Первое, что запоминалось – необычайная мягкость и такт, доброжелательное внимание к каждому собеседнику, всегда на равных. В любой теме Абрам Григорьевич словно окутывал создаваемым контекстом, вёл собеседника через собственные ассоциации, подбирал наиболее точные эпитеты – и тем самым словно давал увидеть его собственным взглядом то, что оставалось незамеченным. Обширное и глубокое знание изобразительного искусства, позволявшее проводить неочевидные параллели, сплеталось с поэтичностью восприятия мира. Абрам Григорьевич буквально переходил на язык поэзии – на тот язык, которым он словно дышал, а не говорил.
Говоря о традиционном еврейском искусстве, он скромно отнекивался – «я в этом совершенно не разбираюсь, лучше вы мне расскажите…» – но это было совершенно не так. Понимание еврейского искусства, осознание еврейской идентичности было иным, не выученным, не книжным – оно было неотделимо от его восприятия человека, художника, гражданина… петербуржца, в первую очередь.
Да, пожалуй, главная идентичность Абрама Григорьевича – ленинградец, петербуржец. О чём бы он ни говорил, Петербург проявлялся между строк: ажурные бумажные вырезки еврейского искусства «рейзеле» он сравнивал с решётками Летнего сада, в линиях орнамента видел завитки петербургского модерна, а каждой зверушке народного бестиария моментально вспоминал двойников на фасадах Невского или Петроградки. Когда, казалось, не хватало слов – моментально и точно находились поэтические цитаты – хоть Пушкина, хоть Гумилёва… А его собственную лирику, такую же лёгкую, изящную и «питерскую» в каждой строфе, я открыл лишь когда он ненавязчиво подарил маленькую книжечку – «посмотрите, вдруг будет интересно, молодой человек»…

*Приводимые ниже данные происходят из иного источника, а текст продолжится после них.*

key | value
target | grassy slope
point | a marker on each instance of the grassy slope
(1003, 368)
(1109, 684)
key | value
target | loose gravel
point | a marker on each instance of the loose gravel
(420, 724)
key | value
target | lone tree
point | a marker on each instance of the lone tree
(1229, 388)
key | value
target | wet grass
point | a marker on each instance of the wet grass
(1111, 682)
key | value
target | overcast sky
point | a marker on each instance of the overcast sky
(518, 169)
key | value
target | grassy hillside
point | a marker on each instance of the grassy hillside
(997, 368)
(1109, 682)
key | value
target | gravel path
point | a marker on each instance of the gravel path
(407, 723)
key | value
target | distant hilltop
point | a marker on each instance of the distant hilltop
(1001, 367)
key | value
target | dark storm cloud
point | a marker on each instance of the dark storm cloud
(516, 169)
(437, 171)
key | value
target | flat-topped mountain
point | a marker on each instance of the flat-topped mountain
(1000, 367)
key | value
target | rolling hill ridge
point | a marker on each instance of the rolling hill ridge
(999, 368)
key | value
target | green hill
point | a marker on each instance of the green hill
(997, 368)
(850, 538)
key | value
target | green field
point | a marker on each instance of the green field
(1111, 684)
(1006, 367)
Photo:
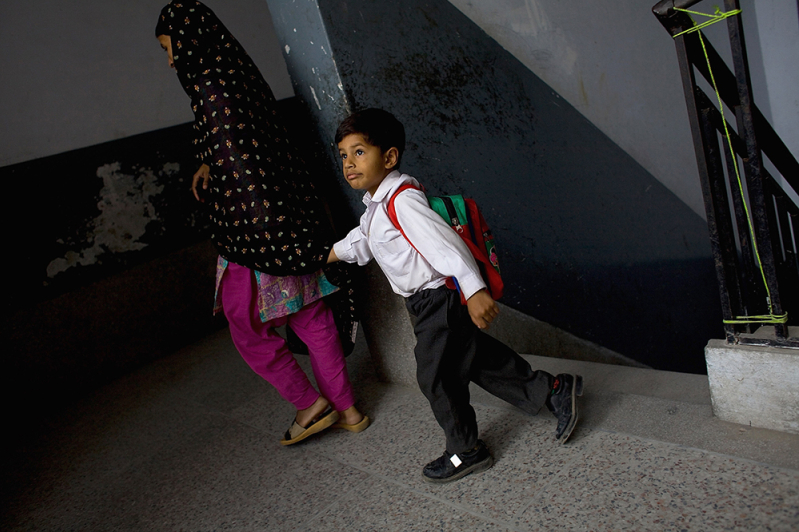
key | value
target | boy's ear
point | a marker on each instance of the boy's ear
(391, 157)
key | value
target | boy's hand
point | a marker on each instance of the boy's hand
(332, 257)
(482, 309)
(203, 173)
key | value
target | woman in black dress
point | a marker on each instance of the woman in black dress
(269, 226)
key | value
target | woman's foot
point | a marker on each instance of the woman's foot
(352, 420)
(319, 416)
(350, 416)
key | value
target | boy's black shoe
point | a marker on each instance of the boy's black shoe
(452, 467)
(562, 402)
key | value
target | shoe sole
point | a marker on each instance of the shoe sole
(479, 467)
(577, 391)
(316, 428)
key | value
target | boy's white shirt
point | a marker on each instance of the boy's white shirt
(443, 253)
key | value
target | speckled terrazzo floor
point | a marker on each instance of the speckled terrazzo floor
(191, 443)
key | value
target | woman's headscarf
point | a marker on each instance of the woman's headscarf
(264, 210)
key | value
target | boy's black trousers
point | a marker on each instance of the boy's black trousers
(451, 352)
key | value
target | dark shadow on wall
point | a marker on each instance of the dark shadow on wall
(590, 242)
(112, 266)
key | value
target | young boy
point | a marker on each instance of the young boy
(450, 350)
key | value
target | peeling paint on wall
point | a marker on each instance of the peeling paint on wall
(126, 208)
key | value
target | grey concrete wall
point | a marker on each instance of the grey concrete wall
(76, 74)
(590, 242)
(618, 67)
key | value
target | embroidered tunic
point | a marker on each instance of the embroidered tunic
(264, 210)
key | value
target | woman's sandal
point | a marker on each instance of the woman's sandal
(298, 433)
(357, 427)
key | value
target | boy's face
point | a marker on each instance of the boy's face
(364, 165)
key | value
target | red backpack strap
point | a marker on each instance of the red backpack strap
(392, 212)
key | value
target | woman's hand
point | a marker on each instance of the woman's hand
(482, 309)
(203, 173)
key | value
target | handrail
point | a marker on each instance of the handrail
(753, 223)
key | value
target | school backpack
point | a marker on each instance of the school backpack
(466, 219)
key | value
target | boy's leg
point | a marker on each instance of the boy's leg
(499, 370)
(315, 326)
(261, 347)
(443, 364)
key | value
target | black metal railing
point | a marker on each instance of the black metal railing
(753, 220)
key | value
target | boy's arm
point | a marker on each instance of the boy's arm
(482, 308)
(438, 244)
(352, 248)
(332, 256)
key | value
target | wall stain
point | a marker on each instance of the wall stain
(126, 208)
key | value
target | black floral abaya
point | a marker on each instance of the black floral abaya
(264, 210)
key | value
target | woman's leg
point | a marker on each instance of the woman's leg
(261, 347)
(315, 326)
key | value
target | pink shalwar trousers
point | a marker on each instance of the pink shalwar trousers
(267, 354)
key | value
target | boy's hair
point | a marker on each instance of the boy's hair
(378, 127)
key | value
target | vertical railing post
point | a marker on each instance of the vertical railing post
(763, 216)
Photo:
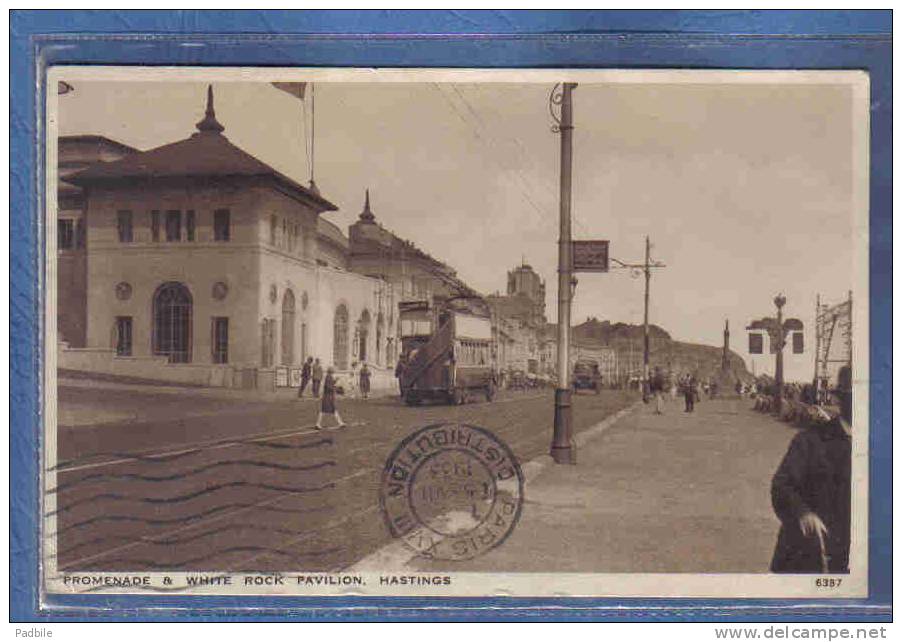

Осознание мира еврейского искусства для Абрама Григорьевича также начиналось с Петербурга, Петербург всегда был центром его вселенной:
«В культурной ауре Санкт-Петербурга издавна существовала особая струя, слитая с сущностью петербуржской культуры, которую искусствоведчески можно назвать «линией» или «течением» еврейского искусства. Какой бы темы не касались художники, работавшие в Петербурге, струна национальная неизменно звучала в тексте, в творчестве тех мастеров, что закончили Академию Художеств или иные художественные заведения – будь то Левитан, Антокольский, Бакст… Или совершенно иные художники – Шагал, Альтман… И много можно назвать имён светлых, знаменитых, «музеефицированных», но не «превратившихся в мумий» – они всегда затрагивали связанное с их национальными корнями. Среда ограничивала, вытесняла за черту оседлости, отсеивала сперва по «вероисповеданию», а позже – по пресловутому «пятому пункту», но они оставались – потому что их невозможно отторгнуть от общей культуры России. Моя мысль – о постоянном подсознательном, а порой и сознательном ощущении присутствия еврейских художников. Хотя не было специально направленного «еврейского искусства», да и самого такого термина словно бы и не было, но как подоснова, как подтекст оно существовало всегда, и в Петербурге оно было особенно заметно.»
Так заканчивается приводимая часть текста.